Brokerages are on the sidelines, with seven of the covering brokerage firms sporting a tepid “hold” rating, so there’s upgrade potential in the next few months. Options traders are in luck, too. Waste Management stock currently sports a Schaeffer’s Volatility Index (SVI) of 13%, which ranks in the low 10th percentile of its annual range. In simpler terms, this means options traders are pricing in relatively low volatility expectations at the moment.
Also making moves on our table in the last quarter is Dutch chipmaker ASML Holding (ASML), which is sporting a healthy 17.1% year-to-date gain – steady improvement from a mid-August 9.8% lead for 2023. As of this writing, ASML is on track for a seventh consecutive day of gains, with news of its interest in moving chip manufacturing to Vietnam, as tensions with China ramp up internationally.

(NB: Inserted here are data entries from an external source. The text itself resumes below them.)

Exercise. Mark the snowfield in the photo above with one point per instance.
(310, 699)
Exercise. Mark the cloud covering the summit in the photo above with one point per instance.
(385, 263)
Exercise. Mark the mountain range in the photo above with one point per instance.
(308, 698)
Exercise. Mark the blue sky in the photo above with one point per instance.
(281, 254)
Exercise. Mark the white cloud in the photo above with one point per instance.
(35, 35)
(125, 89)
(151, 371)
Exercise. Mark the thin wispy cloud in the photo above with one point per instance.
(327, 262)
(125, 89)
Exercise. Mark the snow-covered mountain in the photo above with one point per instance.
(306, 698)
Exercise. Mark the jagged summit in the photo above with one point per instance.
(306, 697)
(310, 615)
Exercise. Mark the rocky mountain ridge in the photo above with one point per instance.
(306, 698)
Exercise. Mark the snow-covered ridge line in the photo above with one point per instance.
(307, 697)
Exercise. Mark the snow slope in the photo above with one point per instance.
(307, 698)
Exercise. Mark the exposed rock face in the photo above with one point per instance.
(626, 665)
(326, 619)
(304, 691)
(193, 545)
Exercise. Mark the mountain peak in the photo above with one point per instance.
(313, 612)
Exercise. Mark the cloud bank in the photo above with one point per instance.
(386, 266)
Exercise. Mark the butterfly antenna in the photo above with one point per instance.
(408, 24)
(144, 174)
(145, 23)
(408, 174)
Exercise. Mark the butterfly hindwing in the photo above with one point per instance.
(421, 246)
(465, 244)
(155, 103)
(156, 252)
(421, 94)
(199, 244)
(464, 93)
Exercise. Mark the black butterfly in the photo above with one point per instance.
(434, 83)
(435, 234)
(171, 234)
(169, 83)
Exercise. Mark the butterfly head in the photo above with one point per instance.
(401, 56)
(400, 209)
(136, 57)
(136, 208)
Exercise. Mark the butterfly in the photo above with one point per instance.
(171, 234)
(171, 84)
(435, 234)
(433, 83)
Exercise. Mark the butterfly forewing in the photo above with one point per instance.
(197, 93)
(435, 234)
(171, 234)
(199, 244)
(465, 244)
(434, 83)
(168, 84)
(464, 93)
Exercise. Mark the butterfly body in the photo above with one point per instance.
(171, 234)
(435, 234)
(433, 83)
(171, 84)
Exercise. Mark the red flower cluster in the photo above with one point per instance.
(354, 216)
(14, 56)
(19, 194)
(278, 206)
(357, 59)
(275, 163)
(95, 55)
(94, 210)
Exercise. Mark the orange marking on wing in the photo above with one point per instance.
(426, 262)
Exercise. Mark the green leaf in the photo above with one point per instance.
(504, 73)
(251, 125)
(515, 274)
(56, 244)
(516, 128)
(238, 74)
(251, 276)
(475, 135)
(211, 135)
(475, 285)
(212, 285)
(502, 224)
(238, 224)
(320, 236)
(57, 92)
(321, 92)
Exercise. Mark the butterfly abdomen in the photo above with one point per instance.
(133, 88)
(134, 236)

The shares are trading at nearly two-month highs, and have reclaimed their formerly resistant 50-day moving average.
Less than two months of trading remain on the docket for 2023, and as have just seen, a lot can change in just a few months. On Wednesday the Federal Reserve kept interest rates steady – with broader investor sentiment suggesting this will remain the case for the remainder of the year – which in turn loosened up Wall Street tension over spiking bond yields. With one less barrier to entry, investors may be inclined to dip their toe back into the market to participate in some semblance of a Santa Claus rally. If that sounds like you, keep an eye on the two stocks above.